Te gusta la cuna?

 
En estos tiempos, cuando la Navidad se reduce a un intercambio de regalos más o menos inútiles y caros, nos parece una señal contracorriente de que todavía hay alguien para preparar la cuna en la familia e intentar involucrar a otros a su alrededor.

Cada año, mi suegra prepara el pesebre con mucha anticipación para que todo esté perfectamente listo para la víspera de la fiesta. En Nochebuena, espera con ansias el momento en el que pondrá al Niño Jesús en el pesebre y trata de involucrar a todos, nietos e hijos ahora adultos. Nos parece cosa del pasado, todo basado en las emociones, de una sensibilidad superficial que no  parece ayudar a nuestros hijos a entender el misterio de la encarnación ….

En verdad nos parece muy agradable que en estos tiempos, cuando la Navidad se reduce a un intercambio de regalos más o menos inútiles y caros, a ángeles brillantes colgando por todas partes a lo largo de las calles de nuestras ciudades, a grandes árboles de Navidad con bolas de colores , que todavía hay alguien que prepara el pesebre en la familia y trata de involucrar a los demás a su alrededor.

Otro aspecto que nos gustaría destacar es la importancia de las emociones; son tan importantes que el consumismo depende de ellos para vender sus productos.
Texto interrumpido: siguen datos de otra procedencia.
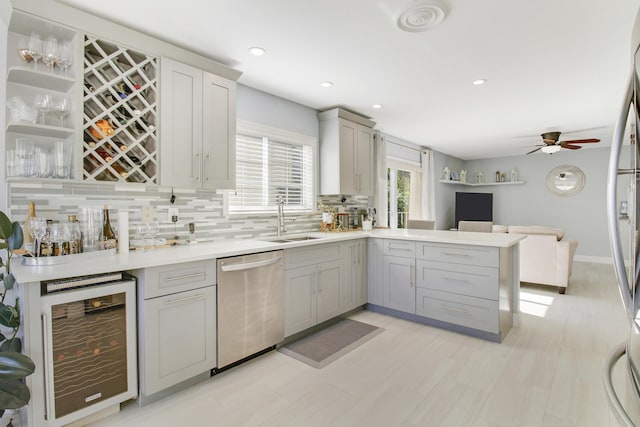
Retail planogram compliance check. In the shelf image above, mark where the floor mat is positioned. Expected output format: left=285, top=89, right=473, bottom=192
left=278, top=319, right=384, bottom=369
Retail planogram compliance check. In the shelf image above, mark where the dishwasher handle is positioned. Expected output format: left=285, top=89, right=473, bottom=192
left=220, top=257, right=282, bottom=271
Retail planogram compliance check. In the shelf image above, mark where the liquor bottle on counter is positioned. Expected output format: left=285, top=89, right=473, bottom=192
left=22, top=202, right=36, bottom=253
left=68, top=215, right=82, bottom=254
left=101, top=205, right=118, bottom=249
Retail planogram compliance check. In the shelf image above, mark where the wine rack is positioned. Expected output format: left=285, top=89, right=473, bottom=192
left=83, top=36, right=158, bottom=184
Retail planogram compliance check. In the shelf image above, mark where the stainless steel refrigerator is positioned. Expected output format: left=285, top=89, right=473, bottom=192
left=603, top=5, right=640, bottom=426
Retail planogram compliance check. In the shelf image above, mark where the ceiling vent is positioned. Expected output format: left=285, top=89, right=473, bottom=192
left=396, top=0, right=447, bottom=33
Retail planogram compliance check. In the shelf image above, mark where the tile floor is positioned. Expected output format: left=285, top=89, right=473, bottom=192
left=92, top=263, right=626, bottom=427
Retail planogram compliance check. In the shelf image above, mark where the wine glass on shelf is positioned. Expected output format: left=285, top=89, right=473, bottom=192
left=51, top=96, right=71, bottom=127
left=28, top=33, right=42, bottom=69
left=58, top=42, right=73, bottom=76
left=42, top=36, right=59, bottom=72
left=33, top=94, right=53, bottom=125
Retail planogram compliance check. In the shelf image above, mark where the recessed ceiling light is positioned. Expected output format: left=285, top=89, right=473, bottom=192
left=249, top=46, right=266, bottom=56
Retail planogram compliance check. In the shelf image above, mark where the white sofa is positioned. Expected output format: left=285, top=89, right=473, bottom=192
left=508, top=225, right=578, bottom=294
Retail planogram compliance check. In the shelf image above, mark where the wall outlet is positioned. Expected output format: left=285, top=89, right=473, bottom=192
left=141, top=206, right=155, bottom=222
left=167, top=206, right=178, bottom=222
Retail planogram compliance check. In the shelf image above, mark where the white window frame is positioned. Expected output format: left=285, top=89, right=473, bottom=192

Ciertamente reducir todo a las emociones no es algo bueno, porque el ser humano no sólo está hecho de emociones, sino también de sentimientos, razón, voluntad, etc., sin embargo, tienen un papel importante en nuestras vidas. Pensemos, por ejemplo, ¡cuántas asignaturas pudimos aprender en la escuela debido a las emociones positivas que despertaron en nosotros ese maestro comprensivo y amable! ¡Cuántos valores se pueden transmitir en la familia si son transmitidos por emociones positivas! La emoción suscitada por un abrazo, una palabra amable, una sonrisa,  es mucho más importante que muchos otros discursos.

Tal vez deberíamos aprender más acerca de nuestras emociones, lo que pasa a través de nuestras almas: sentimientos de alegría o tristeza, nostalgia o decepción,  para poder manejarlas. Por esta razón debemos ayudar a nuestros hijos a expresar sus emociones, no a reprimirlas, como alguna vez se le decía a los niños: “¡No llores, porque pareces una niña!”.
De esta manera también podremos entender mejor las emociones de los demás frente a ciertos acontecimientos. No basta con convencerle de que algo está bien y de que hay que hacerlo; el otro no será capaz de completarlo si lo asocia con emociones negativas dentro de él.
Por esta razón, asociar la Navidad con emociones positivas, como las suscitadas por la abuela, en lugar de ser un obstáculo, mañana podrán ayudar a acercarse con mayor atención al misterio de la encarnación.
Recordamos las emociones producidas en nuestro interior por esa comedia de Eduardo De Filippo: La Navidad en la casa de Cupiello. En esa obra, el pesebre  era una especie de alienación por no abordar los problemas reales de la familia; pero en el caso de la suegra, nos parece que es una forma de transmitir un mayor amor por Jesús a todos. La pregunta que el protagonista de la obra le hizo repetidamente a su hijo: ¿Te gusta el pesebre?, me parece que en este caso tiene una respuesta positiva: Sí, nos gusta, porque puede ser una oportunidad para llenarnos de emociones positivas sobre esta importante ocasión.